Comissão de Anistia avalia pedir perdão a japoneses perseguidos no Brasil

O governo brasileiro pode pedir desculpas a todos os imigrantes japoneses e seus descendentes por violações que começaram na ditadura do Estado Novo (1937-1945).

O que aconteceu

Comissão de Anistia do Ministério dos Direitos Humanos e Cidadania analisa nesta quinta-feira (25) um pedido de reparação a japoneses por repressão e perseguição política. Caso seja aprovado, o pedido de perdão formal do Estado não inclui nenhum tipo de compensação monetária.

O requerimento foi feito em 2015 e é assinado pela associação Okinawa-Kenjin do Brasil e pelo produtor audiovisual Mario Jun Okuhara. A associação representa japoneses vindos da província de Okinawa, no sul do Japão. Para eles, essa admissão é fundamental para preencher uma lacuna na história da imigração nipônica no país.

"A gente acha que a história tem que ser contada da forma correta", disse Eiki Shimabukuro, conselheiro da Okinawa-Kenjin. "Ano que vem vai fazer 130 anos do tratado de amizade entre Brasil e Japão e, para ser verdadeiro amigo, tem que ser baseado nos fatos verdadeiros. Não dá para esconder as coisas sujas embaixo do tapete".

Censura e a formação da Shindo-Renmei

Perseguição na Segunda Guerra Mundial. Quando o Brasil declarou apoio aos Aliados na Segunda Guerra Mundial, em 1942, imigrantes de países do Eixo —bloco adversário formado por Alemanha, Itália e Japão— tiveram rádios, livros e documentos confiscados, precisavam de autorização para viajar dentro do país e não podiam formar associações.

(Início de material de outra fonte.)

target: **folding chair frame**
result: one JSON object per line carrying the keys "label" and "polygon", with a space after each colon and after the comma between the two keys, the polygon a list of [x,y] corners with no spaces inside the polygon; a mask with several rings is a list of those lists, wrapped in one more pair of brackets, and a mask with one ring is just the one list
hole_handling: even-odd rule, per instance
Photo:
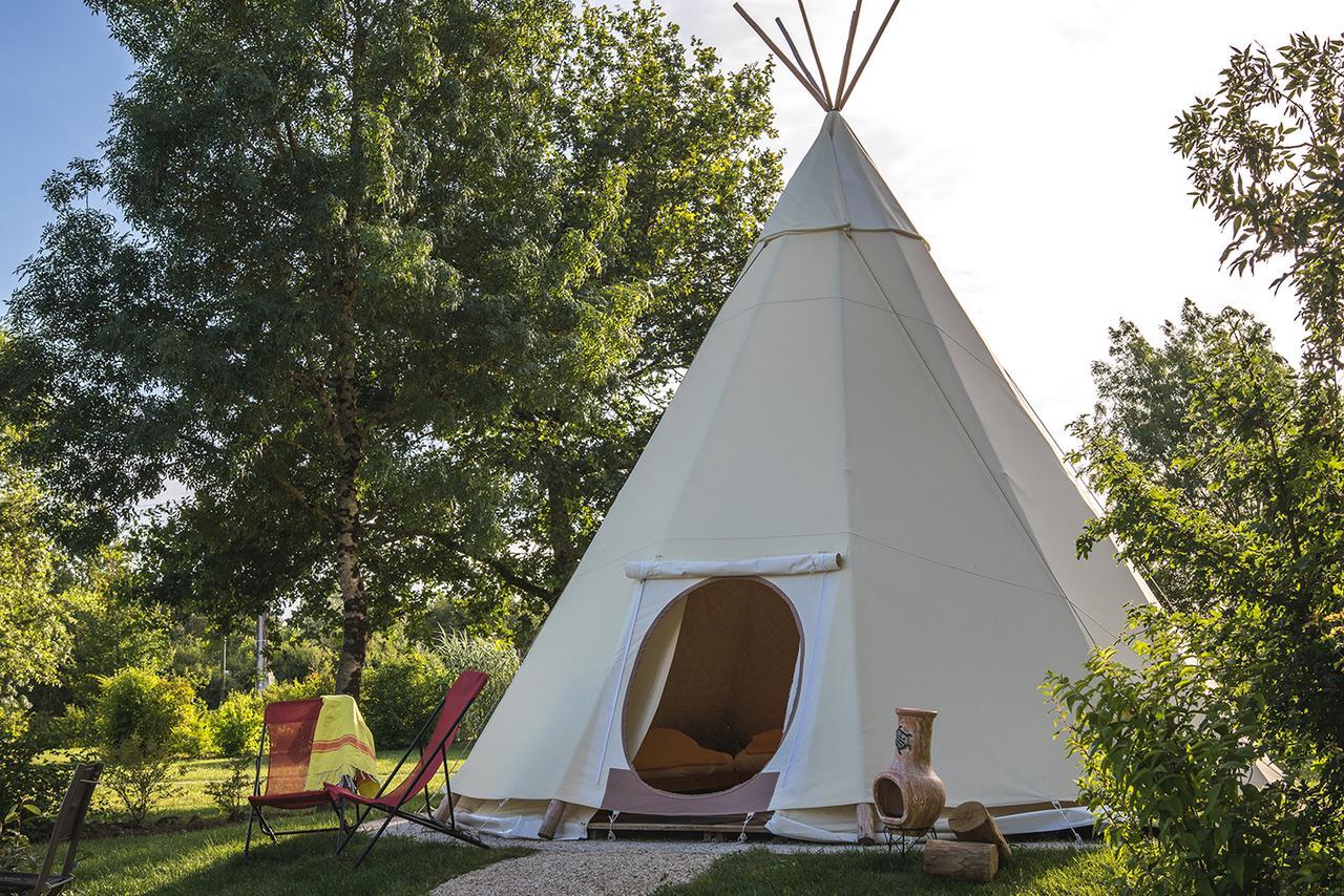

Essas restrições teriam contribuído para a formação da Shindo-Renmei ("Liga do Caminho dos Súditos", em português), organização de imigrantes japoneses que não acreditavam na derrota do Japão ao fim da guerra, em 1945. "Esse conflito entre os que achavam que o Japão foi vitorioso e os que sabiam que o Japão fora derrotado se deu exatamente por esse isolamento, essa negação, essa censura à imprensa nipônica naquela época", disse a coordenadora da Comissão Nacional da Verdade Rosa Cardoso em sessão na Assembleia Legislativa de São Paulo, em 2013.

"Os japoneses sem acesso à informação acreditavam que o Japão tinha ganhado a guerra, e os agentes do Estado os submeteram às maiores humilhações.
Rosa Cardoso, coordenadora da Comissão Nacional da Verdade

Um grupo dentro da Shindo-Renmei e matou compatriotas que sabiam da verdade, chamados de "derrotistas". Segundo a investigação da época, 24 pessoas foram assassinadas entre 1946 e 1947. O governo brasileiro interveio na disputa, e indiciou 390 pessoas por envolvimento com a organização. Estima-se, porém, que o grupo tivesse mais de 30 mil membros em todo o estado de São Paulo -o que não quer dizer que todos fossem criminosos. "Tinham os departamentos, como existem em outras associações: o departamento de mulheres, de esporte, de educação", explica Mario Jun Okuhara, um dos autores do requerimento de reparação.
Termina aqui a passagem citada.